As a welterweight, Conor Benn is sailing in dangerous waters but the English boxer is showing the form and speaks with the confidence of a future title contender.

Benn, son of Nigel, world middleweight and super-middleweight in the 1990s, hopes to take another step towards the welterweight elite when he faces American Adrian Granados in the garden of promoter Matchroom’s office headquarters in Essex, England, on Saturday, July 31.

After little amateur experience, Benn is still behind the likes of Vergil Ortiz Jr., the Texas-based slugger who has knocked out all 17 opponents and is a year younger than 24-year-old Benn.

A shot at world welterweight champions Terence Crawford and Errol Spence, who fights ring legend Manny Pacquiao on Aug, 21, is a way off yet for Benn.

But Benn, who grew up in Spain and Australia but is now based in England, is building momentum and improving as he closes in on the leading contenders such as Shawn Porter, Keith Thurman, Danny Garcia, Mikey Garcia, David Avanesyan, and Yordenis Ugas.

In his last fight in April, Benn disposed of Samuel Vargas in a round, after Ortiz had beaten Vargas in seven rounds last year.

Welterweight is a division loaded with talent and Benn (18-0, 12 KOs) hopes he is tested against Californian Granados (21-8-3, 15 KOs), who has one win in his last four bouts.

“I would like to demonstrate a lot more in this fight,” Benn said. “It’s about looking good in these fights.
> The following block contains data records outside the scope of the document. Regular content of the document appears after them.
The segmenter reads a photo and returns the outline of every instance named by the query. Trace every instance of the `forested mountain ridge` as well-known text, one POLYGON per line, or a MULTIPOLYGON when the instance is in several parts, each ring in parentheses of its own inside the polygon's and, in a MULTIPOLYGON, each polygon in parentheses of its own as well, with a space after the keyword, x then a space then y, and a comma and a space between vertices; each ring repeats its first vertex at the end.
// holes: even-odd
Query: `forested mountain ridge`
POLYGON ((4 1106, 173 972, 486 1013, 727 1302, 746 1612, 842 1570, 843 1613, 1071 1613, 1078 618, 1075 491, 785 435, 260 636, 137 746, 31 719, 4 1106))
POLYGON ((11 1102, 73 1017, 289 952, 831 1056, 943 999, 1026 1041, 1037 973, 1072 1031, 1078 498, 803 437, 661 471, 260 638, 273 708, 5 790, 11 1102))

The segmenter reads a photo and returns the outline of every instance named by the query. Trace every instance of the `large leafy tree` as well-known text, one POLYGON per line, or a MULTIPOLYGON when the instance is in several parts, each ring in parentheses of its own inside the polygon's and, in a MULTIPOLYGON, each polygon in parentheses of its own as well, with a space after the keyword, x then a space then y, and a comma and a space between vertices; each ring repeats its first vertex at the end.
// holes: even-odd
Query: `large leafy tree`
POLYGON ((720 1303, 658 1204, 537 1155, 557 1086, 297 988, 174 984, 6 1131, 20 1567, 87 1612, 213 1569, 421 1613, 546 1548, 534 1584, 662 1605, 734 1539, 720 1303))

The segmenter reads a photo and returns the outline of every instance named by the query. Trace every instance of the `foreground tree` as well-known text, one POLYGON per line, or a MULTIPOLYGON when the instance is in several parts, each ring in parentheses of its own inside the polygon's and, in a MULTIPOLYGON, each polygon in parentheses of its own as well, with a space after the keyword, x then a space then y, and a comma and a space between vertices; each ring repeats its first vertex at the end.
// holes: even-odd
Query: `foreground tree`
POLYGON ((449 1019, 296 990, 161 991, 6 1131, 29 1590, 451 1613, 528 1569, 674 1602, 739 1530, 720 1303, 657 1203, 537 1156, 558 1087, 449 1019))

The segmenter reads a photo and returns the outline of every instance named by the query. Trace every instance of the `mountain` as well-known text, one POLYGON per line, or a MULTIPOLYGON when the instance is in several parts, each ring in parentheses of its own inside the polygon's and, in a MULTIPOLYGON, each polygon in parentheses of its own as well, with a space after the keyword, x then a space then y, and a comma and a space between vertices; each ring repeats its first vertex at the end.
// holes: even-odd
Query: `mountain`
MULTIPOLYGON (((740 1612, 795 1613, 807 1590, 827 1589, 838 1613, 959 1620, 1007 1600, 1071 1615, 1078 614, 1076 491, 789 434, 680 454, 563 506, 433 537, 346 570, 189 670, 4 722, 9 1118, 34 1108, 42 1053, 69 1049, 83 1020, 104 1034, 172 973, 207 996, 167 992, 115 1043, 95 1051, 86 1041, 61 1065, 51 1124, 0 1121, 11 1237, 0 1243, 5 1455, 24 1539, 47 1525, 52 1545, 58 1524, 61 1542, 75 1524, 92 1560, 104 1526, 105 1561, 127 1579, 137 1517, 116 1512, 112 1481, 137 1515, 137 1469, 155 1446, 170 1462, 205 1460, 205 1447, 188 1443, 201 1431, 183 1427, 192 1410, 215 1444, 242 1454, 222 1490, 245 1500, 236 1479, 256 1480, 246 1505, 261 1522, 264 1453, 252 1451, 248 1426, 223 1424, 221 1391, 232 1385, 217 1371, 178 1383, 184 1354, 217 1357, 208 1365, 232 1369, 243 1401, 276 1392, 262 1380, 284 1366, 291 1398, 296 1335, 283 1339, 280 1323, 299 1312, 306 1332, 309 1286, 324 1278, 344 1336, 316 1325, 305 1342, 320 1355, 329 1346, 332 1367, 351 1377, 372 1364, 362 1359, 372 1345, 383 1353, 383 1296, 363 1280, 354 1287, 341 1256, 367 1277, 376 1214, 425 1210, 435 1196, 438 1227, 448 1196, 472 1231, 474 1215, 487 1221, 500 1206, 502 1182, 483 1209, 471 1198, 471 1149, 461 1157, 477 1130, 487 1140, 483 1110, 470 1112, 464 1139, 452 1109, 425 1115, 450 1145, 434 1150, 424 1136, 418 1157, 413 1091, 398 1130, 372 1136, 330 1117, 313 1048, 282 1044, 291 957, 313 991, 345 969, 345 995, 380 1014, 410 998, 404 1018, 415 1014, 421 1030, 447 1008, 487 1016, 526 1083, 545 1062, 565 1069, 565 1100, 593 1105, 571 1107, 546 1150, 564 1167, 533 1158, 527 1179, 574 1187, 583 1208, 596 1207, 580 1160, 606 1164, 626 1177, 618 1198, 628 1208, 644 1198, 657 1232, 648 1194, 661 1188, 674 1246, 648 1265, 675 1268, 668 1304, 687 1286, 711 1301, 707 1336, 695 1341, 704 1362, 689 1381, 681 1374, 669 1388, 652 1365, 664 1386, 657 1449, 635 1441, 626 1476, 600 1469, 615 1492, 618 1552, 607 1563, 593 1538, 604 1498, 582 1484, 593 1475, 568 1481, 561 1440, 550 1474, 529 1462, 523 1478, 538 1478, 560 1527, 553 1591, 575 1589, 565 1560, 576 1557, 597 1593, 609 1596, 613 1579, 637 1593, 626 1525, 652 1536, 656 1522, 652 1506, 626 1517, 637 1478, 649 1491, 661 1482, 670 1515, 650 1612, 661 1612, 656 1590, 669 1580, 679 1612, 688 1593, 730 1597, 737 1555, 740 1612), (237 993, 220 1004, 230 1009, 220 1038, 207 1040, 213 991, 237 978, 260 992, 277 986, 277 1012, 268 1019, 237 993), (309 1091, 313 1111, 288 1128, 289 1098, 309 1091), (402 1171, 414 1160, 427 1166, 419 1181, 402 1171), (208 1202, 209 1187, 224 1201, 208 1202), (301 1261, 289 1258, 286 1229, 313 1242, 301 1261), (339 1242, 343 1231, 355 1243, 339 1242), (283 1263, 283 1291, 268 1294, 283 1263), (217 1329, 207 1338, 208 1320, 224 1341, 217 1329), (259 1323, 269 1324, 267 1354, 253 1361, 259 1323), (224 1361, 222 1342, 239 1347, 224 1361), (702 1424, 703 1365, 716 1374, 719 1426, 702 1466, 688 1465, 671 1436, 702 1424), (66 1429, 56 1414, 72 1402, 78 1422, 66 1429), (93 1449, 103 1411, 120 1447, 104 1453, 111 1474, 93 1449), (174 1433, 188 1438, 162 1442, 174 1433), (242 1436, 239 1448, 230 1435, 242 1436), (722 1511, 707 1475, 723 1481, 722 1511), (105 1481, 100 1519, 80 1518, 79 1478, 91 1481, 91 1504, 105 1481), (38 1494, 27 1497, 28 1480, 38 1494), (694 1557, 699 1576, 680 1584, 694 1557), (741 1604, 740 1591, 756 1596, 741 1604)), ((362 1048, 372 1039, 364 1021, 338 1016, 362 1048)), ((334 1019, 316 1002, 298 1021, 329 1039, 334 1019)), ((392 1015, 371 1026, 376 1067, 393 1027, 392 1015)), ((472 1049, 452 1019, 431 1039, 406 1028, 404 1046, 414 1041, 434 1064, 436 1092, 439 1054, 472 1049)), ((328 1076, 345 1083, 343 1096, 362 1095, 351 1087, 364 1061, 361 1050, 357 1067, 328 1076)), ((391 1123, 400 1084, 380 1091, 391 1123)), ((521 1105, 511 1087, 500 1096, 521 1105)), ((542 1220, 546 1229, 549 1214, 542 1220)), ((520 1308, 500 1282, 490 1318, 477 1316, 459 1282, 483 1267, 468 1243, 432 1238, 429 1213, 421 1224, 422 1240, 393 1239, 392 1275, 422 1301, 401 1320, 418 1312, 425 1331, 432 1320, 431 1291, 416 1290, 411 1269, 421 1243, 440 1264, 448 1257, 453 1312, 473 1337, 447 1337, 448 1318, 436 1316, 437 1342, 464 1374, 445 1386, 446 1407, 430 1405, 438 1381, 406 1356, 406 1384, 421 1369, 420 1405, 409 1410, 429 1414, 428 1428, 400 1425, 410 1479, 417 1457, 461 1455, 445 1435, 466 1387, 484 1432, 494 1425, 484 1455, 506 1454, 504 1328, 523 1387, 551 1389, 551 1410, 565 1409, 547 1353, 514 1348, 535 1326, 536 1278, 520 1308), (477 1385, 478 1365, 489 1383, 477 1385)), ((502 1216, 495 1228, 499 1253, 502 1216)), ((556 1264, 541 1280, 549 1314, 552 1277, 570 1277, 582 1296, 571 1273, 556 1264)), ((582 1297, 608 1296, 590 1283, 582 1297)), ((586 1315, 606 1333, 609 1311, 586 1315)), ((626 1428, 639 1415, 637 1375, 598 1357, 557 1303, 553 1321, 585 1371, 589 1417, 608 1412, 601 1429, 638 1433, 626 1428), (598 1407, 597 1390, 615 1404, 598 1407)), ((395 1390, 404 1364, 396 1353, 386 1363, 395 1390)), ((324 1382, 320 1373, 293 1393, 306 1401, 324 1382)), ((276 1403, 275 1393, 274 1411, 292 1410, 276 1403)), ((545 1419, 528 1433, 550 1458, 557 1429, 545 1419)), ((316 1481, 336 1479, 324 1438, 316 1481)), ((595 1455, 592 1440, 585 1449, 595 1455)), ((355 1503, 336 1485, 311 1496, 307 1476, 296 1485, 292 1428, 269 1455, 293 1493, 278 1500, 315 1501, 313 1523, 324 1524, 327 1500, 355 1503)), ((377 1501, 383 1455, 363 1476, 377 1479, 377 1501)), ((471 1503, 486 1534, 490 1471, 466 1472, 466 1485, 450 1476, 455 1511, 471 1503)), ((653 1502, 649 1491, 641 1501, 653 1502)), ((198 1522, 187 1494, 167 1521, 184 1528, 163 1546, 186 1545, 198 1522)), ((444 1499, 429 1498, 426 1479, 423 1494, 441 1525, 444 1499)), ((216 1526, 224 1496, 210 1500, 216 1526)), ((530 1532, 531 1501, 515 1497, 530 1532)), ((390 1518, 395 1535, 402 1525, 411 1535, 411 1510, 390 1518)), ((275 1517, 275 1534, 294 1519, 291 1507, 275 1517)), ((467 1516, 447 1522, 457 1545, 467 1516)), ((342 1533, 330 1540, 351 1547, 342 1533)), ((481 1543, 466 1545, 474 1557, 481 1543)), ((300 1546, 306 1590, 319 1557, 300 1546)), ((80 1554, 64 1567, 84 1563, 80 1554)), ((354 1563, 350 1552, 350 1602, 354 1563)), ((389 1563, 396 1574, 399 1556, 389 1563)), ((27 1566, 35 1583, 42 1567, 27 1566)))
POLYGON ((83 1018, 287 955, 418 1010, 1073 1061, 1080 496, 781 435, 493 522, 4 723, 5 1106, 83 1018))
I can’t predict anything in boxing but if I bang them all out in the first round it will come a lot sooner.

“We are still seeing how far Conor Benn can go. All my 12 KOs have come in the first four rounds. I would like to think I can get some rounds in this time but I feel very strong at the minute. I need to be able to show I can keep under fire in the later rounds.”

Benn might lack the experience of some of the big names at welterweight, but he doesn’t lack confidence and is popular with fans in the United Kingdom.

“I know my worth,” Benn said. “Win, lose or draw I’m not going to be underpaid, I work hard. My last two fights were on Sky did heavyweight numbers so I want heavyweight cheques.

“I’m not bothered about what X, Y and Z [welterweight rivals] are doing, I’m just focused on what I’m doing.

“I speak with confidence because confidence is a luxury for the hard working, but I’m still far away from where I want to be.”